More recently, University of Wisconsin-Madison, communications scholars have warned that Google's search recommendations (the list of suggested searches that pop up when you start typing a word using the popular search engine) actually bend people's perception. Looking at nanotechnology, for example, the study showed that top search suggestions over a few years turned away from business to health concerns. The search recommendations were actually steering more people to look into less-reliable nanotechnology health-issue websites, they found. "Google is shaping the reality we experience in the suggestions it makes, pointing us away from the most accurate information and towards the most popular," study lead author Dietram Scheufele told USA TODAY in 2010.

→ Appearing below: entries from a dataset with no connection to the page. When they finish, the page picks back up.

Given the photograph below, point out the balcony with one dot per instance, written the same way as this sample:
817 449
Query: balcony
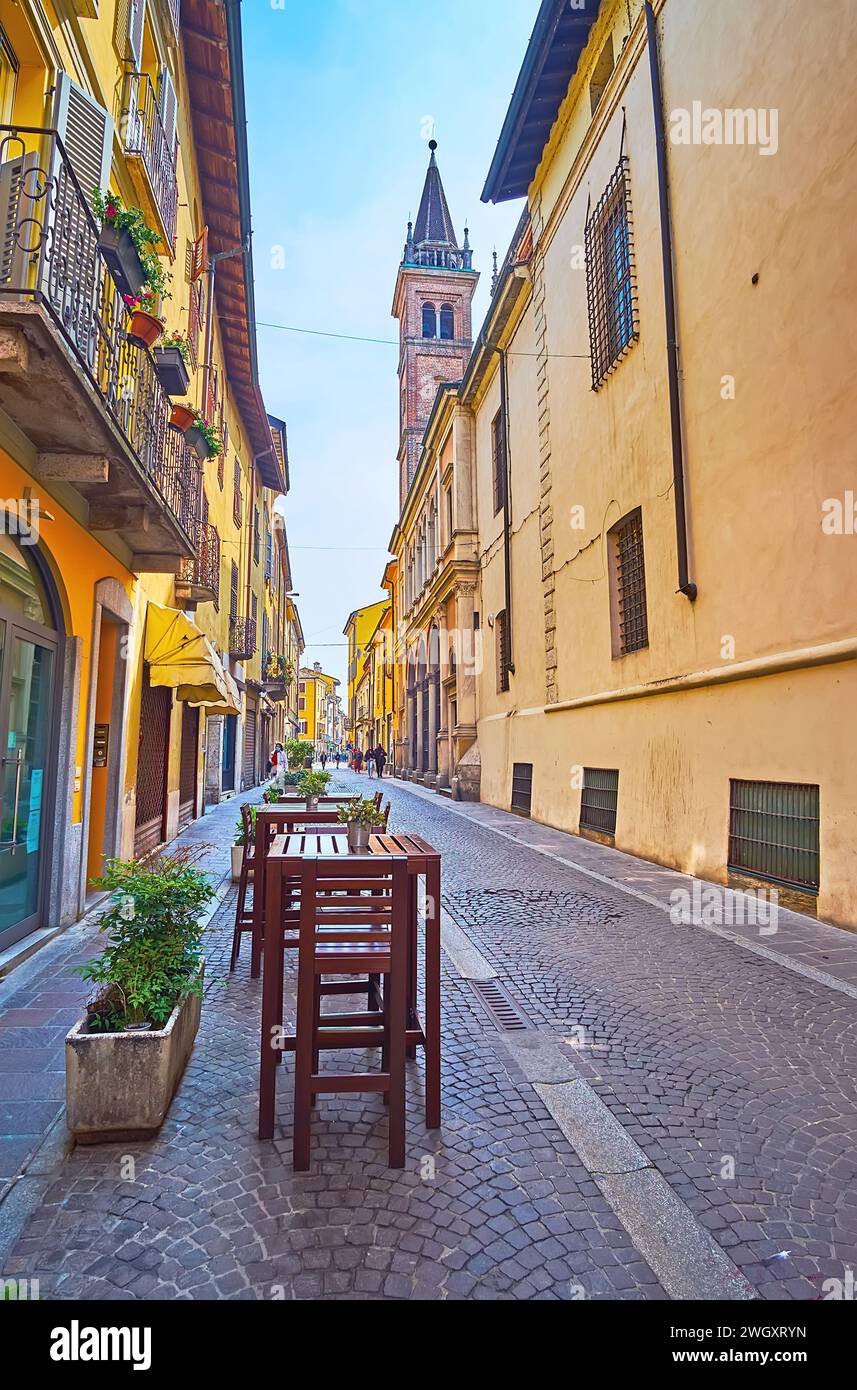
85 395
199 578
242 638
150 154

Still, what's so wrong about using Big Data to find crime hotspots or books you might like? "Nothing. There is obviously immense promise there, as long as the data is kept to uses for which its limits are understood," Albro suggests. However, he worries that since so much of the data out there start out as "market research" — likes or dislikes when it comes to buying things — that removing data from advertising-focused troves and translating it into health care or planning for new roads or "culture" will essentially turn everyone into consumers, rather than citizens, in the minds of planners.

"We can't even agree on what 'culture' is, and now we're going to have ' culturomics.' Isn't that a little ambitious?" Albro asks. "Now we have claims that tweets predicted the 'Arab Spring,' which turns out to be questionable, or can detect 'sentiment' or 'mood,' which are even fuzzier or lazier words. We need to be a little cautious here." (In their defense, the "culturomics" study authors do urge caution on folks using their approach.)

But Albro worries that the hype over Big Data is warming up for Big Disappointment down the road. Much of the criticism of Big Data heard now focuses on privacy issues: who is using your data, or whether it will really help sell stuff. "Those are useful discussions, but we really need to talk a little more deeply about data," Albro says. "It's more than 'Garbage In, Garbage Out,' it's about how we shape the digital world."